Slaughter writes and teaches broadly on global governance, international criminal law, and American foreign policy. Her most recent book is The Idea that Is America: Keeping Faith with Our Values in a Dangerous World, published by Basic Books. She is also the author of A New World Order, in which she identified transnational networks of government officials as an increasingly important component of global governance. She is the convener and academic co-chair of the Princeton Project on National Security, a multi-year research project aimed at developing a new, bipartisan national security strategy for the United States, and is a member of the National War Powers Commission. She is also one of the authors of Strategic Leadership: Framework for a 21st National Security Strategy, the 2008 report of the Center for a New American Security's Phoenix Initiative. She spent the 2007-2008 academic year on sabbatical in China with her family, as a visiting fellow at the Shanghai Institute for International Studies.

In addition to her numerous scholarly writings, Slaughter is a frequent contributor to national and international news media. She also lectures regularly to academic audiences and civic groups.
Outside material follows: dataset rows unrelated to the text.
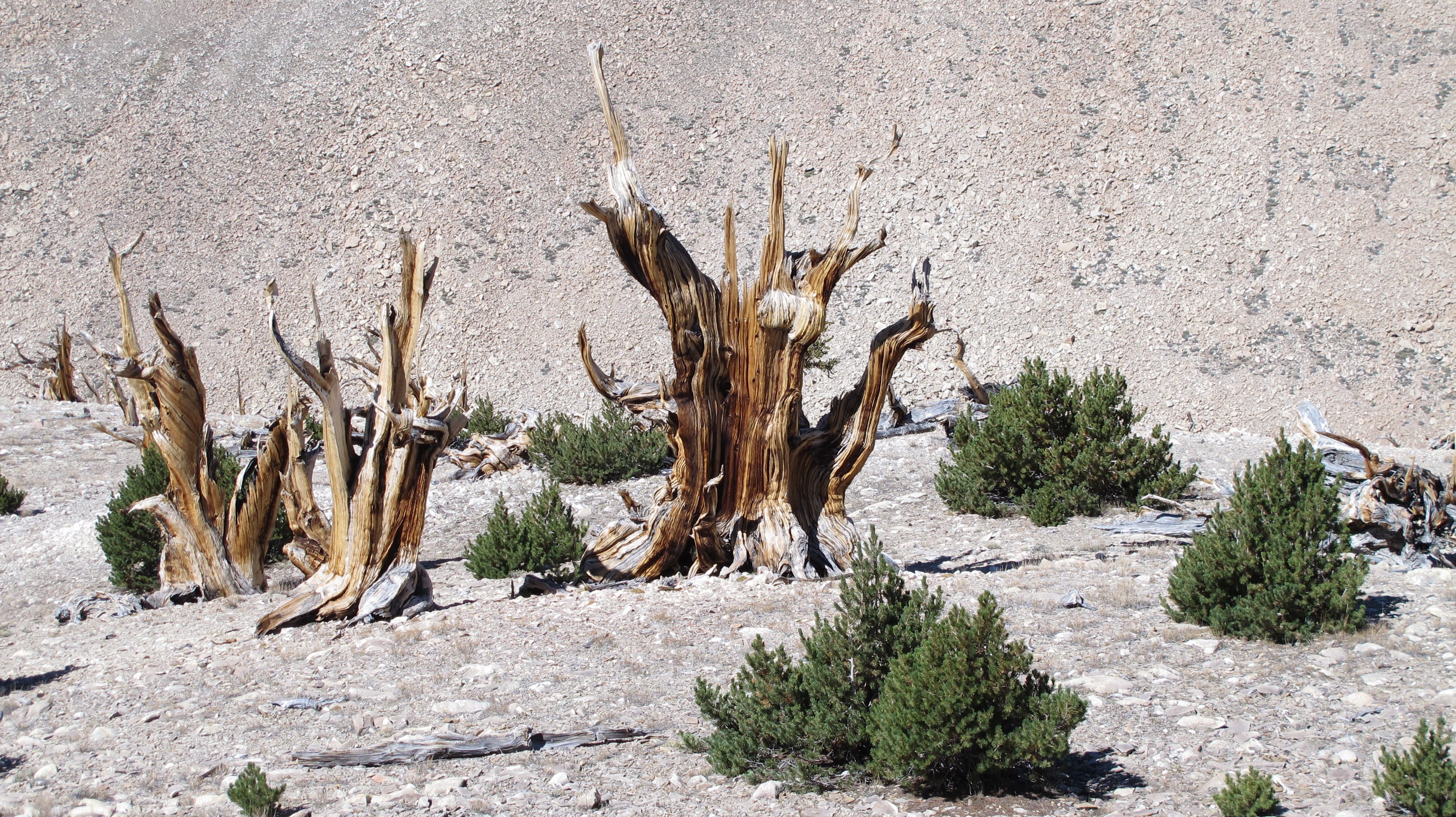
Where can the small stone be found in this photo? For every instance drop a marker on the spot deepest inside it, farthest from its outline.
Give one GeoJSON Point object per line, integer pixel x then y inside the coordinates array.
{"type": "Point", "coordinates": [768, 790]}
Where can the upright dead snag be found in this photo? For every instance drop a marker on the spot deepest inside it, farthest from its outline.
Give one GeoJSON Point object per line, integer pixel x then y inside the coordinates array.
{"type": "Point", "coordinates": [59, 375]}
{"type": "Point", "coordinates": [379, 468]}
{"type": "Point", "coordinates": [755, 483]}
{"type": "Point", "coordinates": [213, 544]}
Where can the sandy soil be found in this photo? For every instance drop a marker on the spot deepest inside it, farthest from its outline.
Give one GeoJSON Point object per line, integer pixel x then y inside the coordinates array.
{"type": "Point", "coordinates": [1240, 203]}
{"type": "Point", "coordinates": [155, 712]}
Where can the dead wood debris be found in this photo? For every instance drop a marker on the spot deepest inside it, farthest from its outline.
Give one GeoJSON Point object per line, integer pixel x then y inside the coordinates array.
{"type": "Point", "coordinates": [491, 454]}
{"type": "Point", "coordinates": [447, 745]}
{"type": "Point", "coordinates": [1388, 506]}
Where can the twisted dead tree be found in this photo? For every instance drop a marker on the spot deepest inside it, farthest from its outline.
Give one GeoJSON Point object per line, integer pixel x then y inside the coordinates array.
{"type": "Point", "coordinates": [215, 545]}
{"type": "Point", "coordinates": [57, 371]}
{"type": "Point", "coordinates": [755, 483]}
{"type": "Point", "coordinates": [379, 458]}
Slaughter is a former President of the American Society of International Law and currently serves on the boards of a number of organizations, including the Council on Foreign Relations, the New America Foundation, and the Canadian Institute for International Governance Innovation. She is also a member of the Citigroup Economic and Political Strategies Advisory Group and the Aspen Strategy Group. She is a fellow of the American Academy of Arts and Sciences. Among other honors, Slaughter gave a set of Millennial Lectures at the Hague Academy of International Law in 2000 and won the Francis Deak Prize awarded by the American Journal of International Law in 1990 and 1994.

Slaughter was raised in Charlottesville, Virginia by her American father and Belgian mother. She graduated magna cum laude from Princeton in 1980 where she majored in the Woodrow Wilson School and received a certificate in European cultural studies. She won the Daniel M. Sachs Memorial Scholarship, one of Princeton's top honors, which provides for two years of study at Oxford University. She received her M.Phil. and D.Phil. degrees in international relations from Oxford in 1982 and 1992, respectively, and her law degree from Harvard Law School, cum laude, in 1985. She continued at Harvard after graduation as a researcher for her academic mentor, the distinguished international lawyer Abram Chayes. Before joining the Harvard faculty she taught at the University of Chicago Law School.